- Born: 1936 (age 89–90) Berlin, Germany
- Occupation: Actress
- Years active: 1958–1992

= Lea Lander =

German actress

Lea Lander (born in 1936 as Lea Krüger) is a former German film actress who worked mainly in Italian cinema. She is a cousin of the actor Hardy Krüger.

== Biography ==
Lea Krüger had a first small role as a teacher in Wolfgang Glück's What Not To Talk About - Gynecologist Dr. Brand intervenes (1958). This was followed by small parts in Don't leave me alone on Sunday (1959) and in Italian films (The Tiger of Sardis, Bloody Silk). From then on she called herself Lea Lander. In Federico Fellini's Julia and the Ghosts, she appeared as a party guest unnamed. She was first noticed in Fernando Di Leo's Giallo Amarsi paint, in which she played a call girl alongside Gianni Macchia and Nieves Navarro. In Pasquale Festa Campaniles adult comedy Why Do You Always Walk Around Naked? she played the wife of the president (Gastone Moschin) and in Le vergine di Bali the fiancée of George Ardisson.
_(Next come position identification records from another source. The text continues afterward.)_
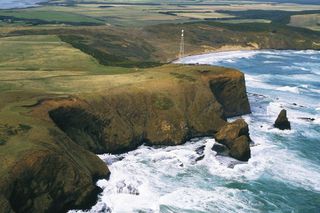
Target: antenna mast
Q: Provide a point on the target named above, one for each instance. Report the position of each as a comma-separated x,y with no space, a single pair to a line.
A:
181,54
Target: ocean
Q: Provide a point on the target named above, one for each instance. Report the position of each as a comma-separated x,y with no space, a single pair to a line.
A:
283,174
9,4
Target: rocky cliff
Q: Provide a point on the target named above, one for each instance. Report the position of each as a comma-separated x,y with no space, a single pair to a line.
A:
175,105
48,146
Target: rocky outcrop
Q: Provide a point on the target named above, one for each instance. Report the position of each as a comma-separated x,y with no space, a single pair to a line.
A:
44,171
166,111
49,161
235,136
282,121
231,95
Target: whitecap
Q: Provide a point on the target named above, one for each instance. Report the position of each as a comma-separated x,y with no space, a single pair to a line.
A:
289,89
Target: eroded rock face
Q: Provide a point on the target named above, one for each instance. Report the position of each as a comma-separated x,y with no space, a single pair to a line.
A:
235,136
166,112
282,121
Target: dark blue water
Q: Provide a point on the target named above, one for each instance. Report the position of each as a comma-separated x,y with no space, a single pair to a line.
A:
283,174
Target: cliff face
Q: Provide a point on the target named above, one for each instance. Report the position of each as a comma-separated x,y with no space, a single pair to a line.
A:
163,111
42,170
47,146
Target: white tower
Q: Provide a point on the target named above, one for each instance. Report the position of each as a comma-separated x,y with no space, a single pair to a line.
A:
181,54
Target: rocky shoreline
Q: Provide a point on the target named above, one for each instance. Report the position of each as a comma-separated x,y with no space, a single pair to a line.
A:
172,105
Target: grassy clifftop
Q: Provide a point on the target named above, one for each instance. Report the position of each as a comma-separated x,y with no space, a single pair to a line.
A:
50,125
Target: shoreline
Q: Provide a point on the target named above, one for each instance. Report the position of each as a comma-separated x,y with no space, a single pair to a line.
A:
223,50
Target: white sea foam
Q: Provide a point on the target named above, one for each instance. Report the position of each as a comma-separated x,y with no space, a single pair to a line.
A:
216,57
289,89
170,179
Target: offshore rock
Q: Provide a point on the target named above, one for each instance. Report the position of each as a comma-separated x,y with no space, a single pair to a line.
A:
235,136
282,121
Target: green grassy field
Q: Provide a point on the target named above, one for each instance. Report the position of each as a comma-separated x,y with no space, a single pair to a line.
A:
309,21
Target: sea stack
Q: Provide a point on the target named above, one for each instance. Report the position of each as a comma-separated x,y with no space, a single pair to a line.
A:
235,136
282,121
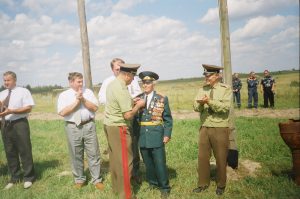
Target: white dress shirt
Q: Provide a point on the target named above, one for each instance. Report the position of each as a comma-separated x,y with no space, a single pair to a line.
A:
68,97
20,97
134,88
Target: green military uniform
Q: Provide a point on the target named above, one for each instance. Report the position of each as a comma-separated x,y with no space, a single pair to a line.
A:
155,123
214,132
119,135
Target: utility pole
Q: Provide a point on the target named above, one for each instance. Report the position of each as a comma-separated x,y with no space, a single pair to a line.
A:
227,74
84,45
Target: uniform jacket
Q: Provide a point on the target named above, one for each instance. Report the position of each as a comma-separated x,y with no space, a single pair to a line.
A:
158,111
216,112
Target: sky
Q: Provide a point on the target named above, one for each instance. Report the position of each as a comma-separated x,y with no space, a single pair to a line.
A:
40,39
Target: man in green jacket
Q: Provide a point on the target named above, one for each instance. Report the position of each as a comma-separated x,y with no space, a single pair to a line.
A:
213,103
155,128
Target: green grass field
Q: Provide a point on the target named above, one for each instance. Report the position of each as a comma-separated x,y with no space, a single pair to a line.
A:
258,140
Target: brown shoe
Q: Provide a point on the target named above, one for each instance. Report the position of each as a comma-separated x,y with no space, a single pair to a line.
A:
79,185
99,186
In the 1970s she played mainly in Italian Poliziotteschi and Gialli such as Der Mondscheinkiller. In her most famous films she was murdered by the film heroes at the end: in Mario Bava's Wild Dogs she was tortured by Mr. 32 George Eastman and then shot by his friend Bisturi (Don Backy) in the end. In Die eiskalten Killer (1977) she is Gabriele Ferzetti's little gangster lover, who in the end is shot by the hero Marc Porel. As a sadistic SS supervisor and torturer Dr. Erika Lessing in the trash exploitation film Desert Foxes Know No Mercy (1978) she also met a gruesome end after the counterattack of her American prisoners. In 1978 her active film career also ended, with the exception of a brief comeback in 1992 as superior in Il giorno del porco.

==Selected filmography==
- Goliath and the Rebel Slave (1963)
- Blood and Black Lace (1964)
- Juliet of the Spirits (1965)
- A Wrong Way to Love (1969)
- Where Are You Going All Naked? (1969)
- The Virgin of Bali (1972)
- The Antichrist (1974)
- Rabid Dogs (1974)
- Four Billion in Four Minutes (1976)
- Zanna Bianca e il grande Kid (1977)
- Porci con la P 38 (1979)

== Bibliography ==
- Roberto Curti. Italian Crime Filmography, 1968-1980. McFarland, 2013.